A l’occasion de la remise du prix Nobel de la paix à l’UE, le Conseil supérieur de la formation et de la recherche stratégiques (CSFRS), l’Institut des hautes études de défense nationale et l’Institut national de hautes études de la sécurité et de la justice ont organisé, le 11 décembre 2012 à Paris, plusieurs tables rondes sur les défis de l’Europe en matière de temps, de mutations et aussi de population (voir encadré). Le président du CSFRS, Alain Bauer, a défini la stratégie comme « l’art de mener les guerres, même quand elles ne sont pas militaires ». Il s’agit notamment des crises financières, économiques et interétatiques.
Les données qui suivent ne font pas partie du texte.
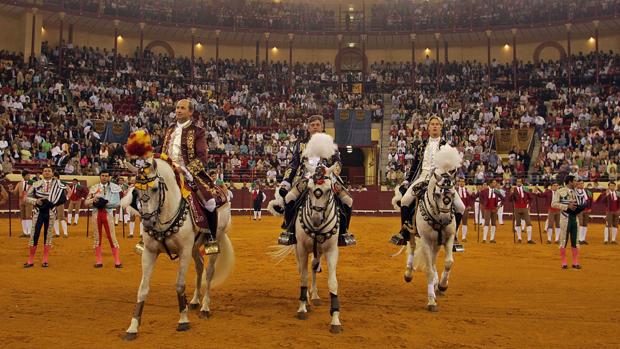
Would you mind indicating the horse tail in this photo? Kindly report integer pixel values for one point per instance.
(396, 198)
(279, 253)
(226, 259)
(419, 256)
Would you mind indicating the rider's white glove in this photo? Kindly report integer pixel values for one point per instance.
(286, 185)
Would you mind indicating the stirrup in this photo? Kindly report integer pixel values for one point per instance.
(211, 247)
(286, 239)
(346, 239)
(139, 248)
(398, 240)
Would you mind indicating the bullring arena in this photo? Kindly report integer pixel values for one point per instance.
(502, 296)
(508, 106)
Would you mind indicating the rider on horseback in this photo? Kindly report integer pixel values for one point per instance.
(291, 193)
(417, 180)
(186, 146)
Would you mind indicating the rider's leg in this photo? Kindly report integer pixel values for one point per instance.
(287, 237)
(459, 209)
(344, 237)
(407, 210)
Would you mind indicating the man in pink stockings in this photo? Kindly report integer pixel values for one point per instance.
(105, 197)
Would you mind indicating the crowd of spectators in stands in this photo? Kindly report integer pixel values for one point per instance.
(394, 15)
(47, 118)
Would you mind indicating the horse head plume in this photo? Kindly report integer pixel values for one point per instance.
(448, 159)
(321, 145)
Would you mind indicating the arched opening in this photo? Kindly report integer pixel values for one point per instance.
(158, 46)
(552, 51)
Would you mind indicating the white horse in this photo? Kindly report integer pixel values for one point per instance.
(435, 224)
(316, 230)
(169, 229)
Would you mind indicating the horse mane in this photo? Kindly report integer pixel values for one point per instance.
(320, 145)
(447, 159)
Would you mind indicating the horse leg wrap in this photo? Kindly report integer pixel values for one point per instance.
(182, 300)
(137, 312)
(212, 222)
(303, 294)
(335, 303)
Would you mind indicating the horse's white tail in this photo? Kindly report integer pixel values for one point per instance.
(419, 256)
(396, 198)
(226, 259)
(279, 253)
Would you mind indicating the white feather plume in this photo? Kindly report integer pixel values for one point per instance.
(320, 145)
(126, 202)
(278, 201)
(447, 158)
(397, 197)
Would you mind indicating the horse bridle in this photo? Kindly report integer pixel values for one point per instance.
(143, 183)
(317, 232)
(446, 186)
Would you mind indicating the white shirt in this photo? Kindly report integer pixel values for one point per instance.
(429, 153)
(175, 145)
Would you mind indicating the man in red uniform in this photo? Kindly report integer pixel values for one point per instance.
(521, 199)
(467, 199)
(77, 193)
(612, 205)
(490, 200)
(553, 215)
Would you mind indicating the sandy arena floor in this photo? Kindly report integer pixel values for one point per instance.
(500, 296)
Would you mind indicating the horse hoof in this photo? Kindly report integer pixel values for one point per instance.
(183, 327)
(335, 329)
(130, 336)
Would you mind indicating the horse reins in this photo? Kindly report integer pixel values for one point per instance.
(173, 224)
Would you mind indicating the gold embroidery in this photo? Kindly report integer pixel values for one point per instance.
(190, 144)
(195, 167)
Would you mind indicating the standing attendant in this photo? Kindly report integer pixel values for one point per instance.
(565, 199)
(612, 204)
(584, 195)
(44, 195)
(61, 217)
(258, 196)
(105, 197)
(467, 199)
(522, 199)
(553, 215)
(77, 193)
(490, 200)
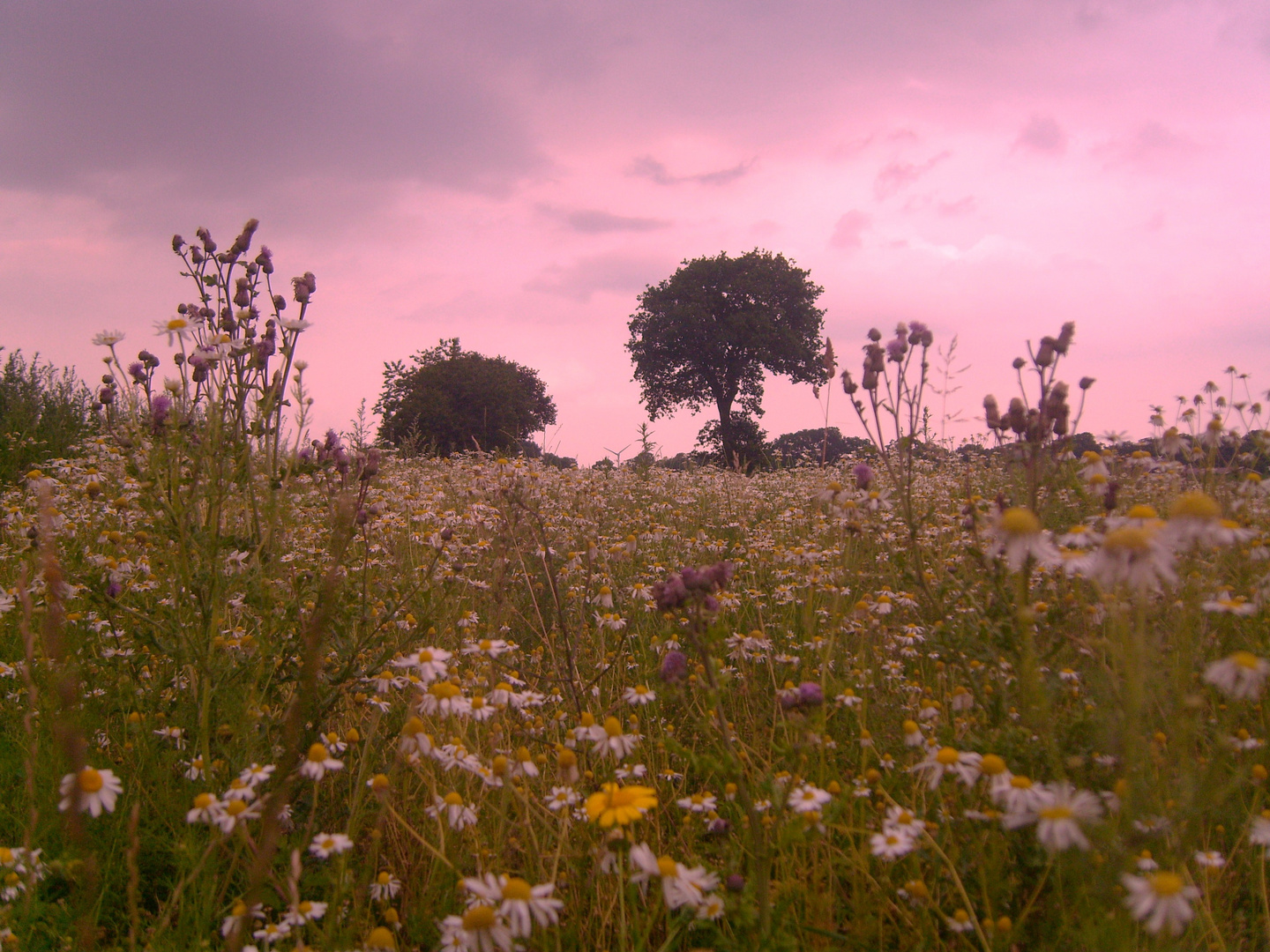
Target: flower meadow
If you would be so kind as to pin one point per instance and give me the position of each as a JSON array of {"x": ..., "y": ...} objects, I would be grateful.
[{"x": 276, "y": 693}]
Le temps. Des attaques terroristes pourraient survenir contre les lieux de concentration d’outils complexes dans un espace restreint, d’après Noël Pons, conseiller auprès du Service central de prévention de la corruption. Les échanges financiers s’effectuent au moyen d’algorithmes et de logiciels, qui doivent se trouver auprès de sources d’énergie et des lieux d’opérations bancaires. Depuis avril 2012, l’unité de temps n’est plus la milliseconde, mais la nanoseconde (milliardième de seconde). Des gains financiers considérables sont possibles en profitant de cette rapidité, où l’intervention humaine a disparu, pour jouer sur les failles du système, compte tenu des sommes colossales engagées. L’effondrement des actifs de banques, d’entreprises ou d’Etats constitue un risque majeur, dû à l’informatique, sans oublier la fraude. Deux cas de « crash » se sont produits le 6 mai 2010 et le 8 août 2012, lorsqu’un logiciel, par suite d’une erreur humaine, s’est mis à vendre certains types d’actions, créant un coup de folie car les autres logiciels ont suivi, entraînant des pertes financières importantes. La régulation, indique Noël Pons, ne peut s’obtenir qu’en coupant l’électricité ! Sur un plan plus large, il préconise le renforcement de l’arsenal pénal pour lutter contre la fraude. Cela passe par : l’exigence de faire connaître les paramètres de ces robots pour détecter les flux financiers ; l’élaboration de logiciels de contrôle ; un taxe sur l’usage excessif de transactions, dont 95% ne correspondent pas à des ventes et achats réels et se chiffrent à 66.000 Md$, soit plus que l’économie réelle. De leur côté, souligne Antoine Frérot, président-directeur général de Veolia Environnement, les entreprises cotées en bourse sont écartelées entre la réalisation de projets à long terme et les réponses à donner, dans la journée, à la presse en cas de crise. Si celle-ci risque de ruiner la réputation d’une entreprise, elle permet aussi de révéler sa créativité en bouleversant ses méthodes de travail et favorisant l’innovation et la diversification pour préparer l’avenir. Les entreprises demandent du temps long au personnel politique… dont le temps se limite à la prochaine échéance électorale ! Au niveau de l’UE, les textes relatifs à une décision du Conseil européen… sortent un an ou 18 mois après !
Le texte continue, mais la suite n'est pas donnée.